Benjamin Cadon, born in 1974 in Orléans (France) where he lives and works.
Metamap.fr is an on-line cartographic tool that makes it possible to create subjective maps by adding multimedia content: photos, videos, sounds, texts, links, location points and paths. It is then possible to consult this data using a transverse geographical or thematic approach. In the context of the Metamap project carried out in Bangalore, we’re making a series of subjective maps to explore the complexity of the world of communication technology and the way it can influence our behaviour and sensations. Here are some of the key ideas behind ‘Bangalore: Subjective Cartography’.
There are many ways of talking about technology and its effects on human society. In the ‘culture of disenchantment’ (2) upon which industrial society is founded, adopting a rational attitude implies rejecting the principles that prevail in traditional myths, whether they be linked to a ‘magical’ approach to unexplained phenomena, an alchemistic or energetic approach to the body, a spiritual and cosmological singularity, or the power of symbols in relationships between people and their movements in the terrestrial sphere. However we can observe that the explosion of information and communication technologies and their consequences in terms of the multiplication of artificial electromagnetic waves can cause changes to occur in the psychological activities and symbolic imaginations of the people who use them.
The endless debate about whether or not to implement a ‘precaution principle’ relating to the health effects of these waves is symptomatic of a rationalist approach that implies seeking scientific validation before any political decision is made, instead of trying to move forward in harmony with science using a more subjective approach. Age-old traditions based on subjective methods where the starting point is a mental conception that raises a certain metaphysical principle from which it makes deductions, have made it possible to develop empirical knowledge on the effects of the environment on our bodies. In 1907 Henri Bergson wrote in L’évolution créatrice (3): ‘What is visible and tangible in things represents our possible action upon them’. In this sense, then, anything that enriches our perceptions with a view to acting upon reality is worthy of our attention - even if this means using subjective methods whose results are not considered to constitute proof. Subjective detection, where it is used systematically and in parallel with the results of technical measurements, leads to areas of knowledge that could not be attained via theoretical scientific exploration alone.
Globalization has accentuated the uniformization of human relations and behaviours in urban space (from the way we relate to food to our ideas and ways of life). The new infrastructures of communication technologies, artificial electromagnetic waves, noise and pollution produced by industry and human activities in general, thus become potential subjects for investigations into the most contemporary forms of psycho-social urban conditioning. The post-war sociologist Henri Lefebvre (4) accorded considerable importance to art, which he approached not as something autonomous but as the means to an aesthetic experience capable of demonstrating the unfounded nature of conventional daily ways of living. He considered the city to be at the heart of an aesthetic insurrection against the everyday. Human beings, he believed, have anthropological social needs that are neglected by theoretical approaches to the city, and in particular urban planning theories. The need for imagination is ignored by urban design, and imagination is thus absent from the facilities it produces.
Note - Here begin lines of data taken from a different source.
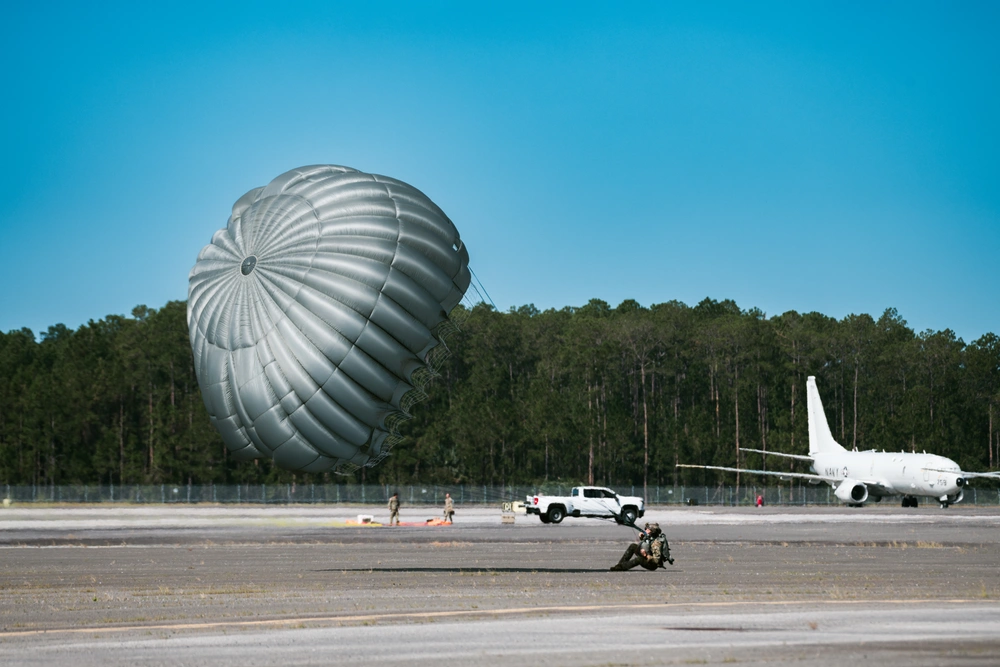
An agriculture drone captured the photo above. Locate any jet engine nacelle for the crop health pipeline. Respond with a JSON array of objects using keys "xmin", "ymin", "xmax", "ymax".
[{"xmin": 834, "ymin": 479, "xmax": 869, "ymax": 504}]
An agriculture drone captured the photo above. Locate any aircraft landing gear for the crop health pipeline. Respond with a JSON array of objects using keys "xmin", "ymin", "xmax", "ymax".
[
  {"xmin": 902, "ymin": 496, "xmax": 919, "ymax": 508},
  {"xmin": 939, "ymin": 500, "xmax": 950, "ymax": 509}
]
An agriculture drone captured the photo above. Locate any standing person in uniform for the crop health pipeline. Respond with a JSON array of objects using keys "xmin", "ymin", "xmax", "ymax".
[
  {"xmin": 610, "ymin": 523, "xmax": 673, "ymax": 571},
  {"xmin": 443, "ymin": 493, "xmax": 454, "ymax": 524},
  {"xmin": 388, "ymin": 492, "xmax": 400, "ymax": 526}
]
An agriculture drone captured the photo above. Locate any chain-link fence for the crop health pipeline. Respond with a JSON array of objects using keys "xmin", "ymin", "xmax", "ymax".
[{"xmin": 2, "ymin": 483, "xmax": 998, "ymax": 506}]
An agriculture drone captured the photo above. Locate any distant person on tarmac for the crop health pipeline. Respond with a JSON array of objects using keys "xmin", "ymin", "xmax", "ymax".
[
  {"xmin": 444, "ymin": 493, "xmax": 454, "ymax": 523},
  {"xmin": 610, "ymin": 523, "xmax": 673, "ymax": 571},
  {"xmin": 388, "ymin": 492, "xmax": 400, "ymax": 526}
]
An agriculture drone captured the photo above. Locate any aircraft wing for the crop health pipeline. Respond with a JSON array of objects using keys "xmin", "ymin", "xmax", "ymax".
[
  {"xmin": 676, "ymin": 464, "xmax": 838, "ymax": 483},
  {"xmin": 963, "ymin": 471, "xmax": 1000, "ymax": 479},
  {"xmin": 676, "ymin": 464, "xmax": 893, "ymax": 494},
  {"xmin": 739, "ymin": 448, "xmax": 814, "ymax": 462},
  {"xmin": 923, "ymin": 468, "xmax": 1000, "ymax": 480},
  {"xmin": 858, "ymin": 479, "xmax": 897, "ymax": 496}
]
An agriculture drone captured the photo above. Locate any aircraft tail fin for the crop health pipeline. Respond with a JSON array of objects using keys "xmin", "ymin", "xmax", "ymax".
[{"xmin": 807, "ymin": 376, "xmax": 846, "ymax": 455}]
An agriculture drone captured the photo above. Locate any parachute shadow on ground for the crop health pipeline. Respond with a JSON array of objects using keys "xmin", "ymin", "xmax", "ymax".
[{"xmin": 317, "ymin": 567, "xmax": 608, "ymax": 573}]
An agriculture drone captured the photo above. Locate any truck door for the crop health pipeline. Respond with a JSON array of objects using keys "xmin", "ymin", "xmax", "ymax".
[
  {"xmin": 602, "ymin": 489, "xmax": 621, "ymax": 514},
  {"xmin": 577, "ymin": 488, "xmax": 602, "ymax": 514}
]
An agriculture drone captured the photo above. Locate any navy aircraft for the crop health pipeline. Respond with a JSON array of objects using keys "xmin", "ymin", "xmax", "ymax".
[{"xmin": 678, "ymin": 376, "xmax": 1000, "ymax": 508}]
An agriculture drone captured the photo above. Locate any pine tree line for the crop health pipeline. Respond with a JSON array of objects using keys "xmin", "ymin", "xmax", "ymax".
[{"xmin": 2, "ymin": 298, "xmax": 998, "ymax": 489}]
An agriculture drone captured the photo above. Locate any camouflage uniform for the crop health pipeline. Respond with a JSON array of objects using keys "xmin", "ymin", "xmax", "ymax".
[
  {"xmin": 649, "ymin": 531, "xmax": 671, "ymax": 565},
  {"xmin": 444, "ymin": 494, "xmax": 454, "ymax": 523},
  {"xmin": 610, "ymin": 523, "xmax": 673, "ymax": 571},
  {"xmin": 388, "ymin": 494, "xmax": 400, "ymax": 525}
]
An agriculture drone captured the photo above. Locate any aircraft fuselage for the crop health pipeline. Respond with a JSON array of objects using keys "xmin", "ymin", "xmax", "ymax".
[{"xmin": 811, "ymin": 450, "xmax": 964, "ymax": 501}]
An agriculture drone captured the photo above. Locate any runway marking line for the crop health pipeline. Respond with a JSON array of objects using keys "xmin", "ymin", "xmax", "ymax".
[{"xmin": 0, "ymin": 599, "xmax": 984, "ymax": 639}]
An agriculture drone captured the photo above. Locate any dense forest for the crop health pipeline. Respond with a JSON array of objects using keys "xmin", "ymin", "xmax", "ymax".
[{"xmin": 1, "ymin": 298, "xmax": 998, "ymax": 494}]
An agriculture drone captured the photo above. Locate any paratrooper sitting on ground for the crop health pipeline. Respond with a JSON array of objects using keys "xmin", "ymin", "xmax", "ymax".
[{"xmin": 610, "ymin": 522, "xmax": 673, "ymax": 571}]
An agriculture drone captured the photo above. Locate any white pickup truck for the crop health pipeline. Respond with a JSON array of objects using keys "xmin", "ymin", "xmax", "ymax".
[{"xmin": 525, "ymin": 486, "xmax": 645, "ymax": 524}]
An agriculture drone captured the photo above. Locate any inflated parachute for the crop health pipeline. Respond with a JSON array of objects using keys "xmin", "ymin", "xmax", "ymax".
[{"xmin": 187, "ymin": 165, "xmax": 470, "ymax": 472}]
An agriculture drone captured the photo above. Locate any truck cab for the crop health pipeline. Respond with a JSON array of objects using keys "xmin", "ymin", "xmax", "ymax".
[{"xmin": 525, "ymin": 486, "xmax": 645, "ymax": 524}]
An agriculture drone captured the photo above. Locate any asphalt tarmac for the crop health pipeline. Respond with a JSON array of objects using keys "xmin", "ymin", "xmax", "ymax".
[{"xmin": 1, "ymin": 504, "xmax": 998, "ymax": 666}]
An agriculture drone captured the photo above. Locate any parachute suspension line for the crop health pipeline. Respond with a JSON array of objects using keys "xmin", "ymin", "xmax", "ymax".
[
  {"xmin": 461, "ymin": 289, "xmax": 480, "ymax": 310},
  {"xmin": 461, "ymin": 290, "xmax": 479, "ymax": 309},
  {"xmin": 469, "ymin": 267, "xmax": 497, "ymax": 311},
  {"xmin": 466, "ymin": 280, "xmax": 488, "ymax": 308}
]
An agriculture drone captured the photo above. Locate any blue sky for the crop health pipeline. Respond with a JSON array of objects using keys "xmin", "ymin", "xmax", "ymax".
[{"xmin": 1, "ymin": 1, "xmax": 998, "ymax": 342}]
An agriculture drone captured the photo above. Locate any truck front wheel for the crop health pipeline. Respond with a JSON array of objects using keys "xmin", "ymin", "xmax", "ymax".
[
  {"xmin": 621, "ymin": 507, "xmax": 638, "ymax": 525},
  {"xmin": 547, "ymin": 506, "xmax": 565, "ymax": 524}
]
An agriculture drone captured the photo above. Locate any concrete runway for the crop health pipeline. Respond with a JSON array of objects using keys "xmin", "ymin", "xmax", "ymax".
[{"xmin": 1, "ymin": 504, "xmax": 998, "ymax": 665}]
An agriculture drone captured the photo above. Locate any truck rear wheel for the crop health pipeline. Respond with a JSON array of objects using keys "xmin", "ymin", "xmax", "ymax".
[
  {"xmin": 547, "ymin": 506, "xmax": 565, "ymax": 524},
  {"xmin": 539, "ymin": 514, "xmax": 551, "ymax": 524}
]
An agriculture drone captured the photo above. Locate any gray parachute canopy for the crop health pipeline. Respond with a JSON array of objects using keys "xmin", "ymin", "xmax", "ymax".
[{"xmin": 187, "ymin": 165, "xmax": 471, "ymax": 472}]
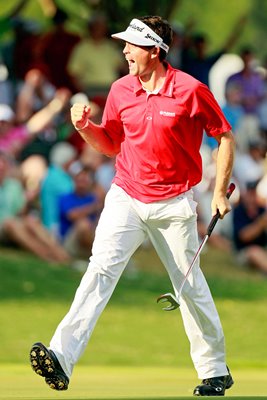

The artistic work we have undertaken in India also uses a method that is empirical and autonomous. We use all the arts and technologies that enable us to define subjective maps of the city that highlight the transformations of the psycho-social urban framework, confirming and supporting, via intuitive methods, the various points of view that motivated our inquiry. We build our subjective maps by combining different methods: photography, film, and sound recording; we use home-made tools and sensors to explore the visible and invisible electromagnetic city; we make measurements by taking water from street vendors and performing DIY biological analysis (with webcams made into microscopes); we adopt psycho-geographical approaches in exploring territory, defined as the study of ‘the precise effects of the geographical environment, consciously developed or not, acting directly upon the emotional behaviour of individuals’(5); we produce expressions of personal subjectivity; and we have meetings with experts and witnesses. For example we have collected testimonials from people who complain about the fact that telephone masts have been erected near their homes. We have also met scientists from the National Centre for Biological Sciences who talked about the growing awareness of the negative influence of electromagnetic fields caused by mobile telephones (more than 10 telecom companies and as many transmitters) on the meditation of ancient sages. These ancient practices and this ancient knowledge are threatened by the ever more rapid deployment of electromagnetic technologies. All these elements have gradually enlightened our project.
Technologies that are designed to make communication more comfortable not only reflect a new social relationship between people, entirely mediated by publicity images that make the possession of these objects into a necessary condition for well-being; they also potentially suppress ancestral mediations thanks to which space became visible and tangible. We must preserve this ability to act upon things.